O Banco Central (BC) sinaliza que a taxa básica de juros permanecerá em patamar elevado por um período prolongado. A decisão é motivada por incertezas no cenário econômico, incluindo o aumento de tarifas nos Estados Unidos e a dificuldade em alcançar a meta de inflação estabelecida.
A ata da última reunião do Comitê de Política Monetária (Copom), divulgada recentemente, detalha os fatores que levaram à manutenção da taxa Selic em 15% ao ano. Esse é o nível mais alto desde julho de 2006. A meta de inflação perseguida pelo BC é de 3%, com uma tolerância de 1,5 ponto percentual para mais ou para menos. Entretanto, o Índice Nacional de Preços ao Consumidor Amplo (IPCA), que mede a inflação oficial, registra 5,35% em 12 meses.

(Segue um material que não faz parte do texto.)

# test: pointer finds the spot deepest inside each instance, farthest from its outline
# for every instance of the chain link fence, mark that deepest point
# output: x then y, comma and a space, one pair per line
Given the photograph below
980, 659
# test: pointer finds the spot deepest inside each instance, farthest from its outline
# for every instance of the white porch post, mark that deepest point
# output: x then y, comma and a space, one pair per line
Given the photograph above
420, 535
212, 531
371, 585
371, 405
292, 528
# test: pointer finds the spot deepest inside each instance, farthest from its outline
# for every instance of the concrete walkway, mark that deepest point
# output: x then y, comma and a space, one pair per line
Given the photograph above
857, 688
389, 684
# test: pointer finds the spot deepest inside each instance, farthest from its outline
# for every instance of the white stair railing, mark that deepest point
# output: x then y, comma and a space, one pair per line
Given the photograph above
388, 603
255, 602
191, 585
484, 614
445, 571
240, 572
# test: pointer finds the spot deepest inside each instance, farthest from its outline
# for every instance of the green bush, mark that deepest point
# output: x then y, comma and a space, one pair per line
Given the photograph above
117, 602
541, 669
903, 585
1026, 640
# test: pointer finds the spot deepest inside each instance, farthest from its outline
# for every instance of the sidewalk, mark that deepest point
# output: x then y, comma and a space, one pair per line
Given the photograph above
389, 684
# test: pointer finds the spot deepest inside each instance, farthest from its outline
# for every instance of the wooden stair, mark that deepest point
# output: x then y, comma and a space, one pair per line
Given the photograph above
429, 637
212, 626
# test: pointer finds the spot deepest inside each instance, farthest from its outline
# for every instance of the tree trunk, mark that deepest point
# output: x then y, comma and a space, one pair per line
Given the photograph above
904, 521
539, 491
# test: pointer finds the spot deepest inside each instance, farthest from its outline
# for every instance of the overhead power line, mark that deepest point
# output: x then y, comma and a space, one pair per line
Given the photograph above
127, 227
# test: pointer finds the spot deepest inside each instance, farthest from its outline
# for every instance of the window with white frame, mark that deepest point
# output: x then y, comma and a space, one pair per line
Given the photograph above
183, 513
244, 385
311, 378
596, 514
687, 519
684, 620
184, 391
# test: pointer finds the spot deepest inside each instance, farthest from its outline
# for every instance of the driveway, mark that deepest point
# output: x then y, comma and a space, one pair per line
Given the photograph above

O Copom expressa preocupação com o cenário inflacionário desafiador, citando um ambiente externo adverso e incerto. A elevação das tarifas comerciais por parte dos Estados Unidos é vista como um fator de impacto, com efeitos setoriais relevantes e agregados ainda incertos.
Além das incertezas internacionais, o Copom ressalta que as expectativas de inflação no Brasil estão desalinhadas, não convergindo para o centro da meta governamental. Apesar da desaceleração no aumento dos preços dos alimentos, a projeção do IPCA para o primeiro trimestre de 2027 é de 3,4%, acima do centro da meta.
O BC reconhece que o aumento das taxas de juros, iniciado em setembro de 2024, já está produzindo um efeito de desaceleração na economia. O mercado de crédito tem demonstrado uma moderação mais clara.
Apesar disso, o mercado de trabalho continua aquecido, com taxas de ocupação e renda dos trabalhadores em níveis recordes, o que contribui para a pressão inflacionária. Os diretores do Banco Central também apontam desafios relacionados à política fiscal do governo, como o afrouxamento do esforço de reformas estruturais e disciplina fiscal, o aumento do crédito direcionado e as incertezas sobre a estabilização da dívida pública.
A manutenção da Selic em um patamar elevado tem como objetivo garantir a convergência da inflação à meta estabelecida. A taxa Selic é o principal instrumento do BC para controlar a inflação. Desde setembro de 2024, o IPCA tem se mantido acima do teto da meta, que é de 4,5%. O aumento da taxa Selic encarece os empréstimos e desestimula os investimentos, o que tende a frear a economia. O efeito da Selic sobre a inflação leva de seis a nove meses para se tornar significativo.